How to make Eggless Almond Cake Recipe
Take butter and powdered sugar in a big bowl and churn nicely. When butter and powdered sugar gets puffy add condensed milk into it, and whisk again. Strain maida, baking soda, baking powder in another bowl. Also add grounded almonds and cardamom powder (you can also add vanilla essence instead of cardamom powder).
Add 1-2 tsp milk in instant coffee powder and mix until all lumps dissolves. Mix this in butter-powdered sugar batter.
Preheat oven at 180 degree centigrade for baking cake.
Prepare the cake pan. Take 7 inch long silicon heart shape cake pan and grease it with some butter. You can even use olive oil for greasing the pan.

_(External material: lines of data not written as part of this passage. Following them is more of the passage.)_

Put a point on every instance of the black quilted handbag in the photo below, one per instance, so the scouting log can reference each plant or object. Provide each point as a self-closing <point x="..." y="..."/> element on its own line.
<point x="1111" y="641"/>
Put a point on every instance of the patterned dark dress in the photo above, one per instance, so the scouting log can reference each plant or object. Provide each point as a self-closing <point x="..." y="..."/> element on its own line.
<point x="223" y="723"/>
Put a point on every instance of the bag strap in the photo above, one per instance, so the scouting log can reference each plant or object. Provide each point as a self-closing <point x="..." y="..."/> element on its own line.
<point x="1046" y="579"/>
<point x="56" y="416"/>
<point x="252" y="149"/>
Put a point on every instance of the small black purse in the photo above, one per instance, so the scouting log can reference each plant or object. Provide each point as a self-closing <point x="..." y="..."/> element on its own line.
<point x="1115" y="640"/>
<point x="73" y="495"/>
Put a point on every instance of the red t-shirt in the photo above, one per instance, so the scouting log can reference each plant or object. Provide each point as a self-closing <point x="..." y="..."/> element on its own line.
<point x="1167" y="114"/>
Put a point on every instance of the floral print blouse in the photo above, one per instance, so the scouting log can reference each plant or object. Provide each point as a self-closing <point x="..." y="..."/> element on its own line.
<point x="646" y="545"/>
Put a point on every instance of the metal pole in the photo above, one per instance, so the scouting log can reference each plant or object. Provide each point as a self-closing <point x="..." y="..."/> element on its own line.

Mix dry ingredients batter with wet ingredients batter and keep adding little milk at a time. Batter should not be too thick or too thin in consistency. Prepare a batter with nice consistency. Pour the batter in cake pan, tap the pan on surface so that batter sets nicely. Garnish the whole almonds over the batter.

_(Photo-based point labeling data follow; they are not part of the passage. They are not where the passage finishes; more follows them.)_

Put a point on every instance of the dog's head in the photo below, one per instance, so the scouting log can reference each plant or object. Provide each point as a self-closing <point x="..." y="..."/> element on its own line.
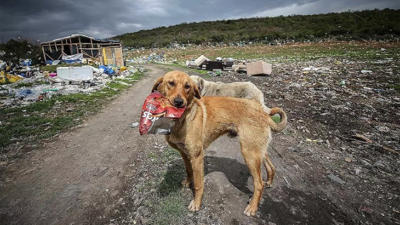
<point x="199" y="82"/>
<point x="178" y="88"/>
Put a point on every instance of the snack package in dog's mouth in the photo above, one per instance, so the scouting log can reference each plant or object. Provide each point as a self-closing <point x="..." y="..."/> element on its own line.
<point x="158" y="115"/>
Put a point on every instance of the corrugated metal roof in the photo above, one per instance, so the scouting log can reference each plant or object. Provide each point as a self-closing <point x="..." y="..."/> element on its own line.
<point x="81" y="35"/>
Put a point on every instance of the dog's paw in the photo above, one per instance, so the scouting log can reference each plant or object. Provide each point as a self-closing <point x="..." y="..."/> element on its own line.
<point x="250" y="210"/>
<point x="186" y="183"/>
<point x="194" y="206"/>
<point x="267" y="184"/>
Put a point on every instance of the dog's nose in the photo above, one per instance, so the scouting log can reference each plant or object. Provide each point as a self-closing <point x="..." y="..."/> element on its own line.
<point x="178" y="102"/>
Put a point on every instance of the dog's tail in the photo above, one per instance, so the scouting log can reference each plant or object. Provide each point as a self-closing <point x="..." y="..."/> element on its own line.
<point x="277" y="127"/>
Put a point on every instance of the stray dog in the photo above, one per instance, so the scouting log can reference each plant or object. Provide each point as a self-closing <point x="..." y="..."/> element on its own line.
<point x="236" y="89"/>
<point x="207" y="118"/>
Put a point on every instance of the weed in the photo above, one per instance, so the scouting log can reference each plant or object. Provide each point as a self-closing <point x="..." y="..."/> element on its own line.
<point x="44" y="119"/>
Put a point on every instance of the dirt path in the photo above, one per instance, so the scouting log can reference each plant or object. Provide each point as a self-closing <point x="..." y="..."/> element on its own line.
<point x="104" y="173"/>
<point x="76" y="178"/>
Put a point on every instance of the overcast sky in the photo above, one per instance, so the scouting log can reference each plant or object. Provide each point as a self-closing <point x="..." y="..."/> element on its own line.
<point x="46" y="20"/>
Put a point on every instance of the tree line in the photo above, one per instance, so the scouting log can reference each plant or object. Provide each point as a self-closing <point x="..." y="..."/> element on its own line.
<point x="350" y="25"/>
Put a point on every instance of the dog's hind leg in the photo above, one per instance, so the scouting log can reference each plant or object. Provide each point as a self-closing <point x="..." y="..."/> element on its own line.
<point x="253" y="157"/>
<point x="188" y="166"/>
<point x="270" y="170"/>
<point x="189" y="170"/>
<point x="197" y="162"/>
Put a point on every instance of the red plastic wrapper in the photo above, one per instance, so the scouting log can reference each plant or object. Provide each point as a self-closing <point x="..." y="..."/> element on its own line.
<point x="158" y="115"/>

For baking the cake, place the pan over a net stand in oven. Set the microwave on convection mode at 180 degree centigrade for 20 minutes and cake. Bake until cake turns brown from surface. Cake appears nice brown from top. Insert a knife, it comes out clean. If you get batter on knife then bake the cake on 160 degree centigrade until cake is baked completely. Within 40-50 minutes almond cake is baked.
Allow the cake to get cool slightly. Once cooled, take out cake in a container. Soft and spongy almond cake is ready. This cake can be stored in refrigerator for 15-20 days.
Baking time may vary as per your oven model.
Cake can be prepared in any cake utensil or any shape.
For making almond powder, grind the almonds in mixture or grinder.